In the meantime, deep learning systems are very tricky to set up. They are complex and costly, and many so-called hyperparameters are difficult to determine in advance without a lot of experience or experimentation. Training a deep learning model can require several orders of magnitude more compute capacity and cost compared to other, more straightforward machine learning models. For example, a logistic regression model is simple enough to run on one machine for a small dataset, and it remains a very effective approach for many classification tasks today. Progress in hardware acceleration (via GPUs and more recently Google’s TPUs) promises to drive the cost per computational unit down. But today, deep learning systems remain the most expensive machine learning method by a wide margin, and that alone may price the approach beyond the range of most use cases.

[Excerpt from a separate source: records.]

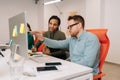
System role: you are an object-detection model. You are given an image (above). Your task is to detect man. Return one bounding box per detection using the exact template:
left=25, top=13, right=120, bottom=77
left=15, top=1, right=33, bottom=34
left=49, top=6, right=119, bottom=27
left=32, top=15, right=66, bottom=59
left=32, top=15, right=100, bottom=75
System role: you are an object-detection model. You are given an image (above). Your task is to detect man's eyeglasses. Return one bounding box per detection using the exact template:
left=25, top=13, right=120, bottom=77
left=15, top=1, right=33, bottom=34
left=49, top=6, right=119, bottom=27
left=67, top=23, right=79, bottom=29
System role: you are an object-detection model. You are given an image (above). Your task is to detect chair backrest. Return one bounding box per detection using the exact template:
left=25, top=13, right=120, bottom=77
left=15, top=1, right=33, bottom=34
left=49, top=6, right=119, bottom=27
left=87, top=28, right=110, bottom=72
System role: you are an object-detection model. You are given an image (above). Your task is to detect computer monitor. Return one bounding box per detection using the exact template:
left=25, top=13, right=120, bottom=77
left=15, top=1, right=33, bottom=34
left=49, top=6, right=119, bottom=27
left=9, top=12, right=28, bottom=57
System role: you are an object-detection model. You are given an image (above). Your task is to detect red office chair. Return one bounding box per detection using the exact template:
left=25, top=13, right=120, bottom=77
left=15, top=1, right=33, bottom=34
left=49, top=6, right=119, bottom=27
left=87, top=29, right=110, bottom=80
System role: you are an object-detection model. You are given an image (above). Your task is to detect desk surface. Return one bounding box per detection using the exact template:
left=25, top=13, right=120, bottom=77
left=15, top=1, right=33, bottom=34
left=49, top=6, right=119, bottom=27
left=0, top=49, right=92, bottom=80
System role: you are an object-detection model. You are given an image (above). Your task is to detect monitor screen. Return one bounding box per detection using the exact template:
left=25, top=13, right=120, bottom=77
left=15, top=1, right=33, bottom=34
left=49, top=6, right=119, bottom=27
left=9, top=12, right=28, bottom=57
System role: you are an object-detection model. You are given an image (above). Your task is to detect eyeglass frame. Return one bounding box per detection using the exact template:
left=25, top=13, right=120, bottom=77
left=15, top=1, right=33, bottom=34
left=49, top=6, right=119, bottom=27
left=67, top=22, right=79, bottom=29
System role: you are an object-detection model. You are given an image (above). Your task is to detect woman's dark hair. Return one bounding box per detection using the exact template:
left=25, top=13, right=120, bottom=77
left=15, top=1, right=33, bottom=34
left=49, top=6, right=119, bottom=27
left=68, top=15, right=85, bottom=29
left=27, top=23, right=32, bottom=31
left=48, top=15, right=61, bottom=26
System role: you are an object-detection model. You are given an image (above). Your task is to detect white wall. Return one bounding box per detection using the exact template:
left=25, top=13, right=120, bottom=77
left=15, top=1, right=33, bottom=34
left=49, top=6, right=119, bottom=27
left=104, top=0, right=120, bottom=64
left=44, top=0, right=120, bottom=64
left=0, top=0, right=38, bottom=43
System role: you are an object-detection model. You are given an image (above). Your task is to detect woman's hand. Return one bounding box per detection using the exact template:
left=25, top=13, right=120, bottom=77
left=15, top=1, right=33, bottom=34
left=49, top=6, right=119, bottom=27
left=43, top=46, right=51, bottom=55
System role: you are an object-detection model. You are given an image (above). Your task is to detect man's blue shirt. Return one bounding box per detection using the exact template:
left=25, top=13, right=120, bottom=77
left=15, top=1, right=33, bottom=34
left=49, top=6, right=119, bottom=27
left=44, top=30, right=100, bottom=74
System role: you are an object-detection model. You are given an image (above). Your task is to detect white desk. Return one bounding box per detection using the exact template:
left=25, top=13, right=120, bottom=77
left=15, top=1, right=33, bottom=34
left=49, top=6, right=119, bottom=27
left=0, top=49, right=93, bottom=80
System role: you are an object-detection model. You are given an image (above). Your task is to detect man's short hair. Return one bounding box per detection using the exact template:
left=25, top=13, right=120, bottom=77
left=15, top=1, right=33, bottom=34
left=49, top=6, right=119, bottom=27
left=48, top=15, right=61, bottom=26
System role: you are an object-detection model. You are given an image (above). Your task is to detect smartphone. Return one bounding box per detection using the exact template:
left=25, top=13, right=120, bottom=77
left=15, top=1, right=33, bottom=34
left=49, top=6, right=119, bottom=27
left=37, top=66, right=58, bottom=71
left=45, top=62, right=62, bottom=65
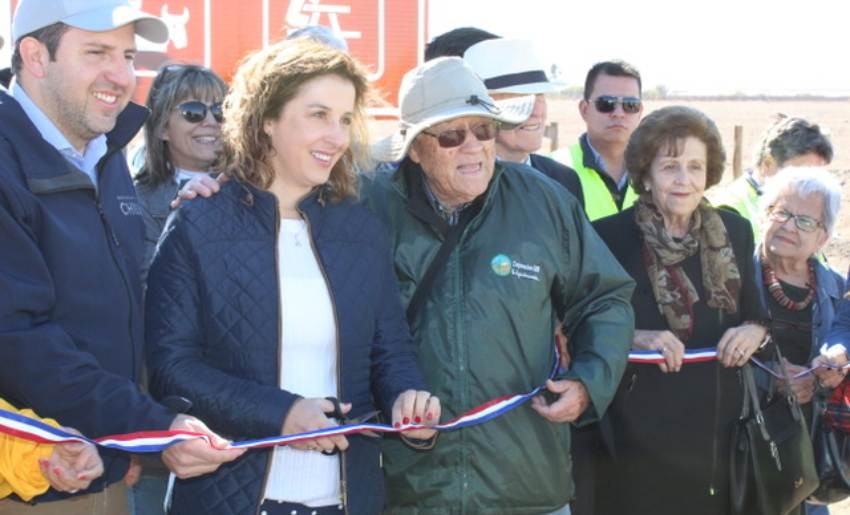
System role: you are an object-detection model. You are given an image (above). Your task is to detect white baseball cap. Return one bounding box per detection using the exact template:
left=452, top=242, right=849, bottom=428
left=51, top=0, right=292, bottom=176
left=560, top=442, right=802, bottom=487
left=12, top=0, right=168, bottom=43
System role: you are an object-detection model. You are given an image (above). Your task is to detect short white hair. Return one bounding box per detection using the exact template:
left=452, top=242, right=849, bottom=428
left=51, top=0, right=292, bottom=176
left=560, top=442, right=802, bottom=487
left=759, top=166, right=841, bottom=236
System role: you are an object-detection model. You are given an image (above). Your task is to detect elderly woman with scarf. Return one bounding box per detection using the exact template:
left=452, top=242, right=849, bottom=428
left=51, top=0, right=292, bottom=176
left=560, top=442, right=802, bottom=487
left=594, top=106, right=767, bottom=515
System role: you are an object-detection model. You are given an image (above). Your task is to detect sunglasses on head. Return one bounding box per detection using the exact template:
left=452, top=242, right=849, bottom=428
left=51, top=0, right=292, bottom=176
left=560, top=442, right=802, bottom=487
left=593, top=95, right=641, bottom=114
left=174, top=100, right=224, bottom=123
left=422, top=121, right=499, bottom=148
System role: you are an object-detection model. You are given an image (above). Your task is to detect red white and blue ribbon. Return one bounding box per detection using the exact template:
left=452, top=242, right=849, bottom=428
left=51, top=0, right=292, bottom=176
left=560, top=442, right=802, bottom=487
left=0, top=353, right=559, bottom=453
left=629, top=347, right=850, bottom=379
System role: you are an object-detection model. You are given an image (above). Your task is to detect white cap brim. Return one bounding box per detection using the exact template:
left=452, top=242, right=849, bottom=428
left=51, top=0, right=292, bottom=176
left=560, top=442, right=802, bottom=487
left=488, top=81, right=567, bottom=95
left=62, top=6, right=168, bottom=43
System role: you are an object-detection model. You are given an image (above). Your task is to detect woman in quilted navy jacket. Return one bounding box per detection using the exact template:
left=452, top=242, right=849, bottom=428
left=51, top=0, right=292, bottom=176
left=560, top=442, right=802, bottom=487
left=147, top=39, right=440, bottom=515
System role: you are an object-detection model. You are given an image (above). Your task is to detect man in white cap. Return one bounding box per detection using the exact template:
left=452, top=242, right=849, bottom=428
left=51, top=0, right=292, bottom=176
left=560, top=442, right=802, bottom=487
left=463, top=38, right=584, bottom=206
left=0, top=0, right=241, bottom=515
left=362, top=57, right=634, bottom=515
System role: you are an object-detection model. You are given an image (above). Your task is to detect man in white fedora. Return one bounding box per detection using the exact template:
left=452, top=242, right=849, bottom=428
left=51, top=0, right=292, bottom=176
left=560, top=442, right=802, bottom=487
left=0, top=0, right=242, bottom=515
left=362, top=57, right=633, bottom=515
left=463, top=38, right=584, bottom=206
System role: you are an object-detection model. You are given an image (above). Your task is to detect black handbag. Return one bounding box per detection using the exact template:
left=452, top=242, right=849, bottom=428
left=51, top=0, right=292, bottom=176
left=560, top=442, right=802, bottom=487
left=809, top=380, right=850, bottom=504
left=730, top=358, right=818, bottom=515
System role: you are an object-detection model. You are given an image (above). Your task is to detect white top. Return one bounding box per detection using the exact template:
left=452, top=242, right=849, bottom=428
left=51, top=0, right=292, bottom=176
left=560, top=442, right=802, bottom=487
left=174, top=167, right=210, bottom=184
left=265, top=219, right=341, bottom=507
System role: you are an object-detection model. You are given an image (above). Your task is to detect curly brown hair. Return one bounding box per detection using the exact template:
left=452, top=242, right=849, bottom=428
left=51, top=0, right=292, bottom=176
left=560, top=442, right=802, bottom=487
left=626, top=106, right=726, bottom=194
left=219, top=38, right=370, bottom=201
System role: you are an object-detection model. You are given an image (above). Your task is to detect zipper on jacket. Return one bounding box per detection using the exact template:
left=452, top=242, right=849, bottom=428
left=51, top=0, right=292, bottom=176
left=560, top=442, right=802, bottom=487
left=298, top=208, right=348, bottom=515
left=254, top=213, right=283, bottom=515
left=94, top=198, right=136, bottom=377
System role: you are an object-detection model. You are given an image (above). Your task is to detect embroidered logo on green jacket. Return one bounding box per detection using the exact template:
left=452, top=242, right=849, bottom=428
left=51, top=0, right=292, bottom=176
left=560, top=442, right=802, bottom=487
left=490, top=254, right=540, bottom=281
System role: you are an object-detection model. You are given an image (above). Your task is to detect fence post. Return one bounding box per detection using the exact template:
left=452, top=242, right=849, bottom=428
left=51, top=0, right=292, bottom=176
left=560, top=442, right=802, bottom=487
left=732, top=125, right=744, bottom=179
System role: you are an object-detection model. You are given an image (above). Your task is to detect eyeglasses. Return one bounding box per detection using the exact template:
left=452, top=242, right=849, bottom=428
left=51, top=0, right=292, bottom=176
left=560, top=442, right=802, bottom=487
left=422, top=122, right=499, bottom=148
left=174, top=100, right=224, bottom=123
left=767, top=206, right=823, bottom=232
left=593, top=95, right=641, bottom=114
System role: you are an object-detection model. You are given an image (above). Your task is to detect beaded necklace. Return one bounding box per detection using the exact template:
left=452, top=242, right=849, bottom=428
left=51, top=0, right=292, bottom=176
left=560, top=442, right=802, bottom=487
left=761, top=258, right=815, bottom=311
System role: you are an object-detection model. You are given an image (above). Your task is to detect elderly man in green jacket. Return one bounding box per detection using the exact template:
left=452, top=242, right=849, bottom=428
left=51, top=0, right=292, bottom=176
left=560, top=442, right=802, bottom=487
left=363, top=57, right=634, bottom=515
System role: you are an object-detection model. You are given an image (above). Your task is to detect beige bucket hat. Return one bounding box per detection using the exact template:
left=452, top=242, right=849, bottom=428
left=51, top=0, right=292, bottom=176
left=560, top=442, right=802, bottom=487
left=372, top=57, right=534, bottom=161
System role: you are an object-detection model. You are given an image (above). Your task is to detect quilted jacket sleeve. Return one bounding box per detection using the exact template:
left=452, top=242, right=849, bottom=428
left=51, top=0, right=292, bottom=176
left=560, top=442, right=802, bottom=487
left=553, top=198, right=635, bottom=425
left=372, top=227, right=425, bottom=420
left=145, top=210, right=299, bottom=438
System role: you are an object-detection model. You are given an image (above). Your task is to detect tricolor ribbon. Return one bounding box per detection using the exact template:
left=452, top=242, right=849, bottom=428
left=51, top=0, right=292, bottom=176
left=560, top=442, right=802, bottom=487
left=0, top=352, right=559, bottom=453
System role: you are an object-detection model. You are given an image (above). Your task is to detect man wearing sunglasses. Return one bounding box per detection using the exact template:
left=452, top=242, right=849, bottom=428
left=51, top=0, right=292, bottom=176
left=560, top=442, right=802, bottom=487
left=362, top=57, right=633, bottom=515
left=0, top=0, right=241, bottom=515
left=463, top=38, right=584, bottom=206
left=552, top=61, right=643, bottom=221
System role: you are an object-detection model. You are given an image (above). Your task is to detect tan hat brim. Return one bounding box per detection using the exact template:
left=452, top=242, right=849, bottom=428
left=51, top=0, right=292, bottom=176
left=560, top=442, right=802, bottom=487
left=371, top=95, right=534, bottom=162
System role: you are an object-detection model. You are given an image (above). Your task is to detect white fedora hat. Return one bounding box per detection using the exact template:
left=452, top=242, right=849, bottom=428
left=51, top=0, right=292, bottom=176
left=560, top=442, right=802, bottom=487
left=372, top=57, right=534, bottom=161
left=463, top=38, right=567, bottom=95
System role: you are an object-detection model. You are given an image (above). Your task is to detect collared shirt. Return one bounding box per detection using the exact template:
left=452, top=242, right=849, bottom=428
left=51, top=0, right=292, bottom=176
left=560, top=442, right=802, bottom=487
left=9, top=79, right=108, bottom=189
left=586, top=138, right=629, bottom=191
left=422, top=173, right=471, bottom=226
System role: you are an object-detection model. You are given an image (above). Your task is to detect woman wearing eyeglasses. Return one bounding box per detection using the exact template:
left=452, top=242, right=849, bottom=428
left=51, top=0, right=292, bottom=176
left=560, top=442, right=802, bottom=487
left=146, top=38, right=441, bottom=515
left=135, top=64, right=227, bottom=279
left=754, top=167, right=846, bottom=514
left=594, top=106, right=767, bottom=515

Thus, deep learning is still just one of many machine learning methods. It is very promising when aimed at a specific class of problems, but it is not a silver bullet. Just because a technology uses deep learning doesn’t mean other traditional AI and machine learning approaches are not more valuable or practical. Artificial intelligence is multi-purpose technology we can put to work in security and other industries as well, learning, iterating, and improving as we go.
In security, we know that you don’t have to go deep to catch the bad guy. At the end of the day, as long as the good guys win and the bad guys lose, the actual weapon used doesn’t matter.
Stephan Jou is the CTO of Interset, a data analytics company.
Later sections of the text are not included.